Genome annotation
In order to interpret and translate omics datasets into biological and medical insights. Genome annotation is a basic requirement. We implemented ANNOgesic - the first tool for bacterial/archaeal RNA-seq-based genome annotations (S.H. Yu, 2018, GigaScience). ANNOgesic was reported and collected on many platforms and websites. Currently, we are continuing to extend ANNOgesic to more applications and make it more user-friendly for scientists who have no bioinformatic background. Moreover, an annotation tool for eukaryotic species is also being developed.
Multi-Omics data analysis
High-throughput technology revolutionized the whole field of biology. Numerous analyzing tools for NGS and proteomics data have been published in recent years. However, a single omics data may not reveal a complete picture for the global understanding. Every omics has different advantages but contains some blind spots as well. For instance, transcriptomics can easily detect non-coding genes but is not a proper candidate for the studies of phenotypes. Integration of multi-omics data will definitely be the discernible trend in the following years. Although the global correlation between transcriptomics and proteomics data is quite low (~10-25%), many studies still successfully used multi-omics to achieve specific goals like protein/RNA complex. Thus, the aims of our research in multi-omics analysis go in two directions – improvement of the global integration for multi-omics data and discovery of the issues that can be solved by multi-omics.
Single cell transcriptomic and proteomics
Due to the rapid progress of next-generation sequencing technologies, studying the characterization of individual cells can be achieved.

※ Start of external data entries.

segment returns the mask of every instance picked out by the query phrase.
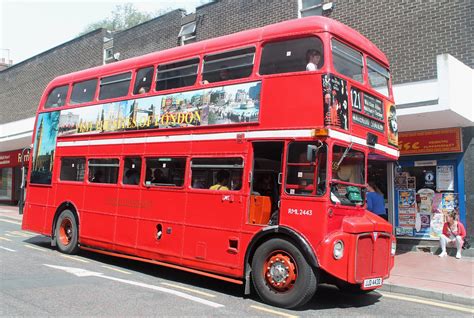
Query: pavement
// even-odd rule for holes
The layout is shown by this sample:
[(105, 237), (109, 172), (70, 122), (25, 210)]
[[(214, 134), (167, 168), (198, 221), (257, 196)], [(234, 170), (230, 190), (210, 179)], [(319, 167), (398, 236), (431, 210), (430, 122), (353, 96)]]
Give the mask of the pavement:
[[(0, 205), (0, 219), (21, 221), (17, 206)], [(400, 251), (381, 291), (474, 307), (474, 258), (440, 258), (432, 252)], [(468, 253), (472, 255), (472, 253)]]

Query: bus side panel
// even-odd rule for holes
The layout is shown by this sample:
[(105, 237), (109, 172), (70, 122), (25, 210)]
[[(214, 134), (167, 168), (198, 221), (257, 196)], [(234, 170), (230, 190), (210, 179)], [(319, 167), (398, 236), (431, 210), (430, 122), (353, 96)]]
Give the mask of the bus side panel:
[(81, 237), (84, 244), (111, 248), (115, 232), (117, 193), (115, 184), (90, 183), (85, 186), (81, 213)]
[(22, 229), (44, 235), (51, 235), (45, 232), (46, 206), (51, 187), (29, 185), (27, 205), (23, 215)]
[(179, 262), (183, 241), (186, 192), (151, 186), (141, 190), (137, 249), (153, 258)]

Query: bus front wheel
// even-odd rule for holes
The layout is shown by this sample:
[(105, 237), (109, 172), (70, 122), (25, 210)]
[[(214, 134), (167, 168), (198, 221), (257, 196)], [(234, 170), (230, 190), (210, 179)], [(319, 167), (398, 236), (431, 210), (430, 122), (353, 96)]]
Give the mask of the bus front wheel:
[(61, 253), (75, 254), (79, 250), (76, 217), (70, 210), (64, 210), (56, 221), (54, 231), (56, 246)]
[(317, 287), (316, 275), (300, 250), (280, 238), (263, 243), (255, 251), (252, 281), (264, 302), (283, 308), (304, 305)]

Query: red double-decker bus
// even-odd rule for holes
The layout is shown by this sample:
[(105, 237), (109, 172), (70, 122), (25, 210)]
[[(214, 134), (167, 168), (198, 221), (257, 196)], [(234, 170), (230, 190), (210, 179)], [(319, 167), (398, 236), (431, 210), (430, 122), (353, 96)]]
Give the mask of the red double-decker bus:
[(324, 17), (60, 76), (41, 98), (22, 228), (250, 284), (292, 308), (382, 285), (392, 226), (367, 160), (395, 160), (385, 55)]

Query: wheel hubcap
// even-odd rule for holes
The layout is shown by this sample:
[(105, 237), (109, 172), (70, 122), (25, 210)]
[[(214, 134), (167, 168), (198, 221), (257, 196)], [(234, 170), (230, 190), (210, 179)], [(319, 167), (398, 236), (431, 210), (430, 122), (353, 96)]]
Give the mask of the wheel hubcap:
[(70, 219), (64, 219), (59, 226), (59, 241), (66, 246), (72, 240), (72, 222)]
[(280, 292), (290, 290), (298, 277), (293, 257), (283, 251), (269, 255), (263, 273), (268, 285)]

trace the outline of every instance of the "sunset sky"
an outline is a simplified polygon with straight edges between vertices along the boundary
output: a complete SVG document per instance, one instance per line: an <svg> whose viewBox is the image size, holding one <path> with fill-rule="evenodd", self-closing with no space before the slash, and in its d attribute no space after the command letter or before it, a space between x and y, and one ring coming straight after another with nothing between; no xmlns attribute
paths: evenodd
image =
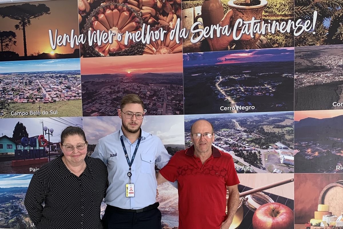
<svg viewBox="0 0 343 229"><path fill-rule="evenodd" d="M182 72L182 54L81 58L82 75Z"/></svg>
<svg viewBox="0 0 343 229"><path fill-rule="evenodd" d="M294 121L299 121L306 118L326 118L343 115L343 110L305 111L294 112Z"/></svg>
<svg viewBox="0 0 343 229"><path fill-rule="evenodd" d="M0 4L0 7L24 3ZM52 31L54 35L56 29L58 35L63 35L64 33L70 35L73 29L74 34L76 33L79 35L78 1L54 0L30 2L29 3L35 5L45 4L50 8L50 14L31 19L31 25L25 27L28 56L38 51L41 53L50 53L52 51L49 39L49 29ZM16 46L12 46L10 50L23 56L24 55L23 31L16 30L14 27L14 25L19 22L19 21L8 17L0 18L0 31L11 31L15 33L17 36L15 40L17 42ZM72 48L69 44L65 46L58 46L54 51L60 54L72 53L75 48L79 48L78 46L74 46Z"/></svg>
<svg viewBox="0 0 343 229"><path fill-rule="evenodd" d="M185 54L185 67L270 61L294 61L294 48L266 48Z"/></svg>

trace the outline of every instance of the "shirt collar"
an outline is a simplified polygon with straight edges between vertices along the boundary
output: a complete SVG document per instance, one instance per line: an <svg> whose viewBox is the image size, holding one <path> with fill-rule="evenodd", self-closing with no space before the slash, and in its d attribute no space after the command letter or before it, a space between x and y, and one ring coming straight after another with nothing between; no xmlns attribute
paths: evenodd
<svg viewBox="0 0 343 229"><path fill-rule="evenodd" d="M142 129L142 128L141 128L141 137L142 138L142 140L144 140L145 139L148 137L149 136L151 135L150 133L148 133L147 132L145 132L145 131L143 131L143 130ZM127 139L125 135L124 135L124 133L123 133L123 131L121 130L121 128L119 130L119 137L120 138L121 137L122 137L123 138L125 139Z"/></svg>
<svg viewBox="0 0 343 229"><path fill-rule="evenodd" d="M186 155L189 156L194 155L194 145L192 145L189 148L186 150L185 152ZM212 155L214 157L217 158L222 156L222 153L217 148L212 146Z"/></svg>

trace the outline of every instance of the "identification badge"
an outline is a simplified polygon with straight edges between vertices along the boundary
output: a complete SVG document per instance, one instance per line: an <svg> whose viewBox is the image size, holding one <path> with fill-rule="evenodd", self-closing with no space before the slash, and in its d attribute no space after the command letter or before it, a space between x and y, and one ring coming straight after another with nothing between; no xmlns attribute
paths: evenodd
<svg viewBox="0 0 343 229"><path fill-rule="evenodd" d="M126 184L126 197L134 197L134 184Z"/></svg>

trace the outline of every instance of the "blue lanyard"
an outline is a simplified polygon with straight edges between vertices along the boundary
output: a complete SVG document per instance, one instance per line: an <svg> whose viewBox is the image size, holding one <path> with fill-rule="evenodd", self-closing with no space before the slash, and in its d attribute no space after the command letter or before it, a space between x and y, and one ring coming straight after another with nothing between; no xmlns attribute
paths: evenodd
<svg viewBox="0 0 343 229"><path fill-rule="evenodd" d="M133 160L134 160L134 157L136 156L136 153L137 153L137 150L138 149L138 147L139 146L139 144L141 142L141 137L138 138L138 141L137 142L137 145L136 145L136 148L134 149L134 151L132 155L132 158L131 159L131 161L130 162L130 159L129 159L129 156L128 155L128 152L126 151L126 149L125 148L125 145L124 145L124 141L123 140L122 137L120 136L120 141L121 142L121 145L123 147L123 149L124 150L124 153L125 154L125 157L126 158L126 160L128 162L128 164L129 165L129 172L128 173L128 176L131 179L131 176L132 174L131 173L131 166L133 163Z"/></svg>

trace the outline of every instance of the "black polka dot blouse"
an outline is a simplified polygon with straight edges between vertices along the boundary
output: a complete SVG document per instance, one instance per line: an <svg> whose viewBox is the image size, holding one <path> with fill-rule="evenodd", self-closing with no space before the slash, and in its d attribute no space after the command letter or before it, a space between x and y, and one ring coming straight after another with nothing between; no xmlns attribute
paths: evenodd
<svg viewBox="0 0 343 229"><path fill-rule="evenodd" d="M100 206L108 185L107 168L97 158L86 156L85 161L79 177L62 155L33 175L24 203L37 229L103 228Z"/></svg>

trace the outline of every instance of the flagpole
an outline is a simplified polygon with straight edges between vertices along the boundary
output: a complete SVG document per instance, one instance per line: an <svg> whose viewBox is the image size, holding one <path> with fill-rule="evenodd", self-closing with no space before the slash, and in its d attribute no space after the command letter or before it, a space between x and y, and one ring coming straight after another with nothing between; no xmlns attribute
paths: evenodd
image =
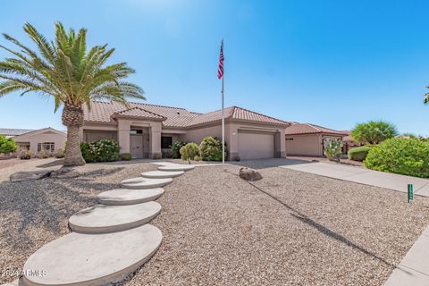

Single-cell technology is the only way to understand biological heterogeneity or study rare cells. In recent years, the number of single-cell studies in genome and transcriptome levels has increased significantly, and the technology is reaching maturity as well. However, single-cell proteomics is still in the initial stage, and numerous possible projects can still be explored. we are involved in some projects with outstanding scientists in the single-cell proteomics and transcriptomics community (S.H. Yu., 2020, J. Proteome Res.). The aim of the projects is to develop a useful tool for single-cell proteomics and transcriptomics.
Epigenomics and DNA methylation
Epigenomics studies the dynamic chemical modifications on our DNA—such as DNA methylation—that turn genes "on" or "off" without altering the underlying genetic code. Acting as a vital bridge between environment and biology, these molecular tags adapt to factors like diet, stress, and toxins, leaving lasting marks that often accumulate from early development. Because these changes track predictably over time, scientists use them to build epigenetic clocks that measure biological aging and chronic disease risk. Ultimately, mapping these methylation patterns serves as a powerful tool for early disease detection, allowing clinicians to intercept conditions like cancer long before physical symptoms appear. To translate these insights into clinical tools, our team is actively developing and applying novel epigenetic clock methodologies to measure biological aging and predict chronic disease risk. Ultimately, by mapping these precise environmental and genomic influences, our work aims to pioneer breakthrough strategies for early disease detection and precision medicine.
Deep learning/Machine learning
Deep learning is a subset of artificial intelligence which have caught a lot of attention recently. Currently, many studies show that deep learning performs high-quality and accurate predictions in the bioinformatics field. However, applying deep learning technology to omics data analysis is still fresh ground that needs to be reclaimed. The goal of the project is to build a precise tool for analyzing omics data.